Following the completion of the first project phase, work was concentrated on realising the proposed concept within the prototype unit. Steady-state simulation included losses, and evaluation of the project components had taken place in regard to the overall system efficiency and potential for internal heat management. All three modules were extensively studied, regarding the materials employed, the obtained performances, the limiting conditions and the probable ambiguities, and their design was updated accordingly. Economic evaluation was started by identifying appropriate alternatives for hydrogen and off-gas storage without changing the view of an existing petrol station.
The main goal for the final phase of the project was to realise the prototype unit and test it on natural gas as well as on diesel feedstock for at least three months. A final process flow diagram was developed after pre-testing of the fuel preparation module and resulted in an adjustment of the operation strategy. The FPM underwent three test series, resulting in the selection of the operational temperatures and, after the integration of the desulphurisation unit, FPM was incorporated to the overall system. The pre-reformer catalyst was evaluated on laboratory scale, while experiments were carried out for the development of the material selected for gas-phase desulphurisation. The final design of the HGM was decided based on all available test results. HCM was developed through construction and testing on the prototype scale; however, some limitations arose from leakage of the tubing system incorporated within the unit.
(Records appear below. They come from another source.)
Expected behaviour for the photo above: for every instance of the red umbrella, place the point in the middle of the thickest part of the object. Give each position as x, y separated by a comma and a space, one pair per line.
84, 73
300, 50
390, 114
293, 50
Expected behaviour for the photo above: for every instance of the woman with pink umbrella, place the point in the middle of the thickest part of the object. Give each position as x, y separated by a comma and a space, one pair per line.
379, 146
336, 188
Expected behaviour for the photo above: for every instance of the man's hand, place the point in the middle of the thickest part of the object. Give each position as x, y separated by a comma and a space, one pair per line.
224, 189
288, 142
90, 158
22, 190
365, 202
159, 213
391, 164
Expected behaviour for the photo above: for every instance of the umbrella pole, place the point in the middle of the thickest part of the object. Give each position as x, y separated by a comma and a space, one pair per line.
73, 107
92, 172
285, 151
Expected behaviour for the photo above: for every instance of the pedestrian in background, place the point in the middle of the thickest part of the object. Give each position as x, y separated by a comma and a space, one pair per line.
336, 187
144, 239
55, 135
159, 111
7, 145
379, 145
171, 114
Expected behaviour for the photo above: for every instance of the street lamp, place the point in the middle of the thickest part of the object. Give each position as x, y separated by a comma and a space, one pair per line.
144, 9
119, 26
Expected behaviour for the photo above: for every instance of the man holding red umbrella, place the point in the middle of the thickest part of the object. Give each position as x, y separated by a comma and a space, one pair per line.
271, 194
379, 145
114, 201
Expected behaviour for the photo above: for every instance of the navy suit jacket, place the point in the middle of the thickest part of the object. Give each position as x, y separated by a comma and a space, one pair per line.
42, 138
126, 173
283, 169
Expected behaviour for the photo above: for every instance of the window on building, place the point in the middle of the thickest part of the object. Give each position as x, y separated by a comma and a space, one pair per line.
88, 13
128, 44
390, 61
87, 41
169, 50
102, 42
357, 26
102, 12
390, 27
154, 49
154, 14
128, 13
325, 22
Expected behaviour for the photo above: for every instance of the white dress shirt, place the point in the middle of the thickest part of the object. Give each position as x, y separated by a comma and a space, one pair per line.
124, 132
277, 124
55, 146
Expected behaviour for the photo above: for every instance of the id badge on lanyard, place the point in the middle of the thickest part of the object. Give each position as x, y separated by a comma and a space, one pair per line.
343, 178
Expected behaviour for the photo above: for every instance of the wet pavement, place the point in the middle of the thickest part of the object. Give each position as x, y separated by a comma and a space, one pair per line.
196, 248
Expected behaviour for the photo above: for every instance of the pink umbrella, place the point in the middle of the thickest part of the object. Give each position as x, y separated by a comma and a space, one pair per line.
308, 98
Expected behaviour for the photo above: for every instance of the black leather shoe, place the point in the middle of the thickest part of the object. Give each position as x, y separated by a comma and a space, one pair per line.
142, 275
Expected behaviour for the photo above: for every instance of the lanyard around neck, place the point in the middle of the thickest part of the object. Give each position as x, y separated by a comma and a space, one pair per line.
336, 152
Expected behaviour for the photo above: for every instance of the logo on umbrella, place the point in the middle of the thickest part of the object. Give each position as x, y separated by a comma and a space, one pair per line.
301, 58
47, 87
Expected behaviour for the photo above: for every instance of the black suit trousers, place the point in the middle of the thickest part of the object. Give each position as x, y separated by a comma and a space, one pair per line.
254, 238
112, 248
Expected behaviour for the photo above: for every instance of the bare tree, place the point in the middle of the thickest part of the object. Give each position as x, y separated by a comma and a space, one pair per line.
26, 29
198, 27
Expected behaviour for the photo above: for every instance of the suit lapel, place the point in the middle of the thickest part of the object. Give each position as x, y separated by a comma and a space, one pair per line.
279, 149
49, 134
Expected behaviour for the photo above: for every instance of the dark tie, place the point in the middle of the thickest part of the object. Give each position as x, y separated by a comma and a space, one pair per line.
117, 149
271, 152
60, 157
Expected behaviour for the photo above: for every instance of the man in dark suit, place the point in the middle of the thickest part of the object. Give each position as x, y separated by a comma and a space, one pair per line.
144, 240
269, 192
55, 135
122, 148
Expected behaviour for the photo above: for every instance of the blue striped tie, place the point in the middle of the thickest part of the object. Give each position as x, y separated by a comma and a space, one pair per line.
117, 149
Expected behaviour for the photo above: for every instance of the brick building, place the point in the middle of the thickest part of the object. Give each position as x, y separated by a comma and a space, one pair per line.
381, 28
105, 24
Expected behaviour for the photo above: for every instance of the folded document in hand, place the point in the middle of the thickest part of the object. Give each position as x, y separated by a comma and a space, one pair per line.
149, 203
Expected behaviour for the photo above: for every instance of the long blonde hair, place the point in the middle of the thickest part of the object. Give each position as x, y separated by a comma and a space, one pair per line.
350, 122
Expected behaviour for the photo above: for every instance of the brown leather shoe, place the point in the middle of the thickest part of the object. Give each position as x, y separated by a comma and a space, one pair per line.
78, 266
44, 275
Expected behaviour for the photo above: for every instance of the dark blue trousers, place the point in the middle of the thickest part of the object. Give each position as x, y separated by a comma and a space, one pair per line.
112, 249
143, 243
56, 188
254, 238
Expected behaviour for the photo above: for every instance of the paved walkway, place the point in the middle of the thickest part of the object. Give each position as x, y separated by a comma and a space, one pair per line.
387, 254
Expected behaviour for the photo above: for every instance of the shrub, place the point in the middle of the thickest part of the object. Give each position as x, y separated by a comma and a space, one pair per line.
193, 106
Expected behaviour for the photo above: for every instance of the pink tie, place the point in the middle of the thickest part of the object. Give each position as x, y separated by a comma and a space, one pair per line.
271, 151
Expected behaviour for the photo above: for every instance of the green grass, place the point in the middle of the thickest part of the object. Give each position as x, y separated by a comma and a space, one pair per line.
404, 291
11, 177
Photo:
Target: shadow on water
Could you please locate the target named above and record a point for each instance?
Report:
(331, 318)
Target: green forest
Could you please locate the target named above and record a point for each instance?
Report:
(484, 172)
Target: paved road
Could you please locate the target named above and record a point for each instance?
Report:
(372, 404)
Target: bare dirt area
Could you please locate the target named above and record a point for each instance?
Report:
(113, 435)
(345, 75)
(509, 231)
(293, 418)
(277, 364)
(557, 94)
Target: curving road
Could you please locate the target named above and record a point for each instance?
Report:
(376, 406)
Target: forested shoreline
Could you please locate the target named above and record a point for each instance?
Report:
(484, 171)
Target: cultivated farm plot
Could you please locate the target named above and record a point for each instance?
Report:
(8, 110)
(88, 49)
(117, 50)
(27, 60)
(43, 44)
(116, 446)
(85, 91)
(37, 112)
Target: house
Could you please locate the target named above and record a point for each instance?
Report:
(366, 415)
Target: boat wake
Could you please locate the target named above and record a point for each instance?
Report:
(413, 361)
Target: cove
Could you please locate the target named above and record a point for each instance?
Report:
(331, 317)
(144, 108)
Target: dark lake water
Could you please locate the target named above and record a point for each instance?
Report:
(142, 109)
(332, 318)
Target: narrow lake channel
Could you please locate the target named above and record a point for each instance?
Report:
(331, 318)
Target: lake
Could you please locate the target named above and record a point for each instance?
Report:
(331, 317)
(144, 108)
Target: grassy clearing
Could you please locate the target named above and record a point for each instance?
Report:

Regarding the outside facilities for prototype testing, a first test series was performed on natural gas with the HGM and HCM. Thereafter the complete system was tested successfully on low sulphur diesel. System performance was evaluated against the technical targets for the prototype unit that were set at the project beginning. Finally, economic evaluation was completed, and a cost model was set up to calculate the revenue of the investment for a commercial system of the proposed technology and to identify an appropriate funding scheme.
The constructed prototype was able of producing 5 Nm3/h of hydrogen. The modules forming the whole system were:
1. pre-reformer operating at 800 degrees Celsius and gas-phase desulphurisation unit (FPM);
2. reformer with integrated off-gas burner operating at 800 degrees Celsius, no shift stage (HGM) and
3. single layer pressure swing adsorption unit (HCM).
A membrane separation unit for hydrogen purification was also prepared and tested separately from the overall system.
%NEMESIS results achieved after completion of the research and tests, both for the various components and the overall system, could be summarised as follows:
1. components of the prototype unit have been developed, constructed, tested and performed satisfactorily. However a method for disposal or recycling of the organic solvent of desulphurisation was yet to be defined.
2. the unit was tested for more than 200 hours on natural gas and low sulphur diesel and testing results were evaluated.
3. the developed steady-state model was verified successfully with prototype tests results by adaptation of the process parameters.
4. economic evaluation proved that, in order to implement the technology on existing petrol stations with minimal impact on the station view, both investment level in the start-up phase and fixed cost level were too high, thus grants are necessary to bring this technology into the market.